AFRIQUE – Entre la date de création de cette alliance soutenue, dès le départ par l’Occident (les USA et l’Union européenne), en 2015, et sa dislocation provoquée par la sortie du Mali, du Burkina Faso et du Niger qui se retrouvent aujourd’hui dans la « Confédération des Etats du Sahel » (un avatar du G5 Sahel), beaucoup d’eau a coulé sous les ponts.
Profitant de l’offensive militaro-diplomatique russe en Afrique, le Mali, d’abord, le Niger et le Burkina Faso, ensuite, ont choisi de couper les amarres avec Paris et de mener leur transition « démocratique » à leur propre rythme, c’est-à-dire, sans agendas précis mais, surtout, sans aucune contrainte.
La prévalence de l’impératif sécuritaire sur toutes autres considérations, telle cette exigence cynique de retour à un ordre « démocratique » qui n’a jamais existé, permet aux chefs d’État militaires de diriger sous le sceau d’un état d’exception qui ne dit pas son nom.
Après avoir promis d’enclencher, au bout de quelques mois, un processus de retour à la démocratie, les trois chefs d’Etat en transition semblent s’être entendus à faire de la navigation à vue le principe d’une gouvernance par défaut !
La question du temps des élections est liée à celle de la volonté de durer de chefs militaires.
La pression qu’exercent les pays occidentaux – et des oppositions désabusées – n’a plus d’effets sur des régimes militaires qui estiment tirer leur légitimité de peuples lassés par tant de promesses sans lendemains.
S’il ne faut compter que sur les mouvements populaires qui ont provoqué révoltes et révolutions dans certains pays d’Afrique (Tunisie, Libye, Burkina Faso, etc.), autant dire qu’Assimi Goita, Abdourrahmane Tiani et Ibrahima Traoré disposent d’atouts majeurs pour rester au pouvoir au moins dix ans !

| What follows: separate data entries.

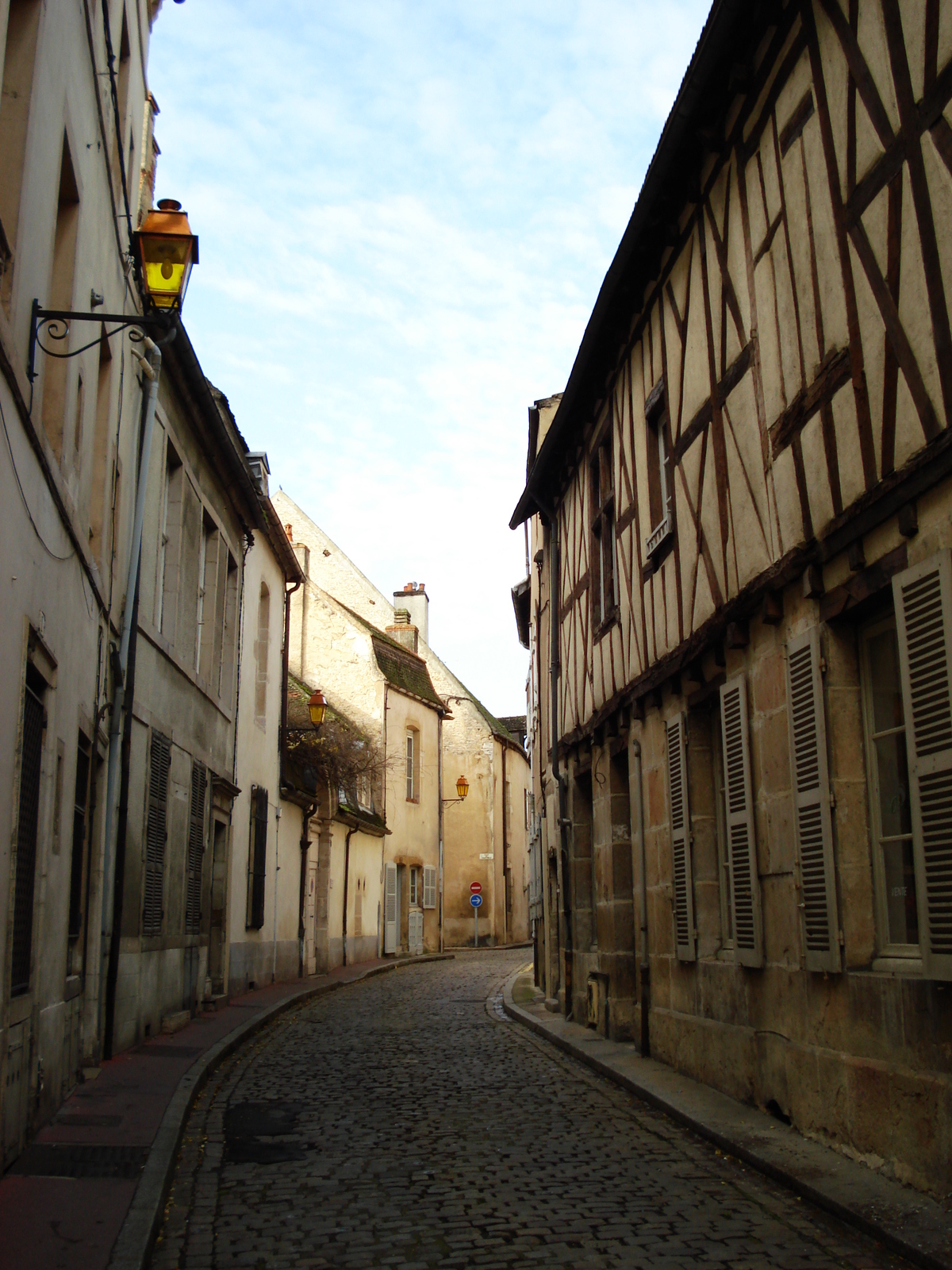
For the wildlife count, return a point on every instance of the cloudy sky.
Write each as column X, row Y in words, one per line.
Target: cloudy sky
column 405, row 213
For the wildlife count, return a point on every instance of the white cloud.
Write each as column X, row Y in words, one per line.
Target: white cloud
column 406, row 211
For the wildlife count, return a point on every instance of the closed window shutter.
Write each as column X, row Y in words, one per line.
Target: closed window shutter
column 681, row 840
column 923, row 597
column 746, row 887
column 196, row 849
column 156, row 833
column 390, row 931
column 812, row 800
column 429, row 887
column 257, row 857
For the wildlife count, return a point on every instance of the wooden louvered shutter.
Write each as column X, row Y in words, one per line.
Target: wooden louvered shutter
column 812, row 803
column 746, row 887
column 196, row 849
column 681, row 840
column 257, row 857
column 390, row 908
column 156, row 833
column 923, row 597
column 429, row 887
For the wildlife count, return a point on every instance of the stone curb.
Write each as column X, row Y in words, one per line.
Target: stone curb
column 847, row 1189
column 137, row 1233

Dans le contexte tendu de la crise politique au Mali, au Niger et au Burkina Faso, la situation sécuritaire sert de faire-valoir. Elle autorise les dirigeants de ces pays à agir « en situation ». Elle ajourne sans cesse un désir de démocratie dont les juntes disent qu’il vient après la sécurité et le développement !
Sous le diktat de Moscou
La détérioration des rapports entre la France et les 3 pays désormais ex-membres du G5 Sahel a coïncidé avec l’intrusion du groupe Wagner au Soudan et en Centrafrique.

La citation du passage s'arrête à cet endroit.